Let me know if dpa4 is faster in your testing. If so, can you allow the full MUL1_x family of variants with both adding and subtracting of each byte in the sum? This extra knob gives a bigger search space to find better performing distributions for the decoder and there's already preliminary reason to believe the default MUL1_0 space is actually the least promising of all the possible variants (in terms of avg MSE / min MSE over our 2^16 input space).

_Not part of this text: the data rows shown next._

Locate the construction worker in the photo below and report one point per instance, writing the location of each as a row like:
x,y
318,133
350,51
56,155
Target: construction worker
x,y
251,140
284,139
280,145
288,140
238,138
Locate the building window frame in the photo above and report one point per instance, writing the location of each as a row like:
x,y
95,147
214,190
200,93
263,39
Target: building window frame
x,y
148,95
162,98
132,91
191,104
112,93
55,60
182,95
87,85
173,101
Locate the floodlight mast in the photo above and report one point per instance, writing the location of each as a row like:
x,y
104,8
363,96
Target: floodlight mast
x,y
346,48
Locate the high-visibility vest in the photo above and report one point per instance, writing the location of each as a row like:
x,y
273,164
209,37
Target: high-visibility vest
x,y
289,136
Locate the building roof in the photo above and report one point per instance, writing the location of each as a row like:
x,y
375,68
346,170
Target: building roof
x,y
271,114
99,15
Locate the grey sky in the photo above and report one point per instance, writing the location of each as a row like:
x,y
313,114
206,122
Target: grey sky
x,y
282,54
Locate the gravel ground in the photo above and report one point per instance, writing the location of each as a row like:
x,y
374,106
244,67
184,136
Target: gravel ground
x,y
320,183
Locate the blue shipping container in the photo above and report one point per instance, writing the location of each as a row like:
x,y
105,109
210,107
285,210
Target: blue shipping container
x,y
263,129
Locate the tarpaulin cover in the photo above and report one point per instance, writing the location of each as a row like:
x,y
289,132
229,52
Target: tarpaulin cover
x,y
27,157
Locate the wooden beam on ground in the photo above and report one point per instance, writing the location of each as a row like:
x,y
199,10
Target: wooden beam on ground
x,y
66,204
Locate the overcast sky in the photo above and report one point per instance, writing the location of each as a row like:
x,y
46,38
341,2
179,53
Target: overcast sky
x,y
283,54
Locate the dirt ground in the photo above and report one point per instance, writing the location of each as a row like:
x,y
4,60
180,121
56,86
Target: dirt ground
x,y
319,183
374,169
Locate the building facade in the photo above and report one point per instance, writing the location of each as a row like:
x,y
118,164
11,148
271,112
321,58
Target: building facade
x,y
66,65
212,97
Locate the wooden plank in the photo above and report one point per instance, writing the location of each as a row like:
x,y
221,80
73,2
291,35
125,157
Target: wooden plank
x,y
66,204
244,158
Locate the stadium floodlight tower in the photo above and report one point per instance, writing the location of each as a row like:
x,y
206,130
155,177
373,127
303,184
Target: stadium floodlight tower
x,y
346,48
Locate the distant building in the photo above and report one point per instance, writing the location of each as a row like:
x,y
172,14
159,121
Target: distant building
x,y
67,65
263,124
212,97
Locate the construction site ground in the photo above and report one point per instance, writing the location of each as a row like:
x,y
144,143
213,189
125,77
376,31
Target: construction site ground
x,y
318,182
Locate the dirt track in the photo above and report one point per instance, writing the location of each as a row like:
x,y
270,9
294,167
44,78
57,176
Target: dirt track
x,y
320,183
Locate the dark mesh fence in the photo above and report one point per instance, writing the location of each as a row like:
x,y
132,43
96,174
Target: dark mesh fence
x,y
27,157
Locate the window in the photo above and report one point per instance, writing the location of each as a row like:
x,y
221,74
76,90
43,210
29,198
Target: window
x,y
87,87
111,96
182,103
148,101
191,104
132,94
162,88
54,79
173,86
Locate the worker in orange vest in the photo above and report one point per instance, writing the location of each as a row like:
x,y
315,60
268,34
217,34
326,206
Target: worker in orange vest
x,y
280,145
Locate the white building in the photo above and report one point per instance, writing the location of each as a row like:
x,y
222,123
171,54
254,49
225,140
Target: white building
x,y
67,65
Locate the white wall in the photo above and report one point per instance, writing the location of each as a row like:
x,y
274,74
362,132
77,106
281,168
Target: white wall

They should all be the same speed too.

Of course, a few days ago I also found a potentially better MUL1_0 multiplier too (0xBCAD47C5):

Doesn't look much better on the synthetic MSE charts but when I measured PLL and KLD saw more improvements. A lot were sub-2bit and over 4bit. But maybe it can buck the trend and thrive in the 2.25 bit Bermuda Triangle where all the other multipliers struggle so far?

Hope to have some great 1MUL_6 multipliers in another day or so. Can we keep dpa4 for 1MAD and get the other families of MUL1 for free? Or is vabsdiff4 actually faster?

turboderp · 2025-05-19T11:31:08Z

I'm having a real hard time figuring out which of VABSDIFF4 or DP4A is meant to be faster. NVIDIA are still very reluctant to document any of this, and the best I can find is this table which doesn't clarify all that much. VABSDIFF4 apparently has a throughput of 64 results per clock cycle per SM on recent GPUs, but there's also evidence to the contrary so who knows, really... with documentation like this, I guess you can't blame ChatGPT for hallucinating sometimes. (:

DP4A might be the way to go. It requires loading a second 32-bit operand to get the sum as a dot product where VABSDIFF4 can use rz, in theory, if it actually still exists. The ability to flip two of the coefficients to remove the bias would probably make up for that. However, in your MUL1_6 version, 0x01FFFF01 is a signed char4 operand, while the input presumably is still meant to be unsigned. I don't see a version of __dp4a that mixes signed and unsigned operands, but maybe inline PTX would allow that? It wouldn't work if they're both unsigned, and if they're both signed then each byte is uniform in the range of -128 to 127 so it shouldn't matter if you're multiplying by 1 or -1..?

Anyway, I'll profile it all I guess. Even if VABSDIFF4 is emulated in multiple instructions it could still be faster in theory, depending on latencies, register pressure, pipelining and all that. We'll see.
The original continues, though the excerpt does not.